千砂が去った後、室内に重苦しい沈黙が下りる。
その沈黙を破ったのは、四柳だった。
「……もし、血が止まらなかったら。最悪のことが頭をよぎった。意地でなんとかなったからよかったが、今回は運だろうな」
「そうか」
霊斬は冷静に答えた。
四柳は暗い顔をする。
自分が死にかけた。なのに、そういう反応ができる。〝死〟に対して、無頓着なのだ。いや、無頓着すぎると言った方がいい。普通であれば〝死〟を身近に感じない。だが、霊斬は〝死〟を身近に感じすぎている。だから、受け容れられてしまうのだ。死んではいけないと思えるような、経験が霊斬にはない。
霊斬の声で四柳は現実に引き戻された。
「どれくらいで治る?」
「抜糸で十四日。完治まで一月。
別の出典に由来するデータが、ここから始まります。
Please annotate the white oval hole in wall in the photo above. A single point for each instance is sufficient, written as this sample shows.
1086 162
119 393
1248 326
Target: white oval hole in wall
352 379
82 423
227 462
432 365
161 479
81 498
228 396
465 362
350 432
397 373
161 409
仕事するなよ。裏稼業もだ」
四柳は厳しい声で告げる。
霊斬は溜息を吐く。
「分かった」
霊斬は言いながら、その間、店を閉めようと決めていた。
「痛みが酷いだろうが、眠れるはずだ」
四柳はそれだけ言うと、部屋を去った。
――長い一月になりそうだ。
霊斬はぴくりとも動かせない身体を忌々しく思い、内心で言葉を続けた。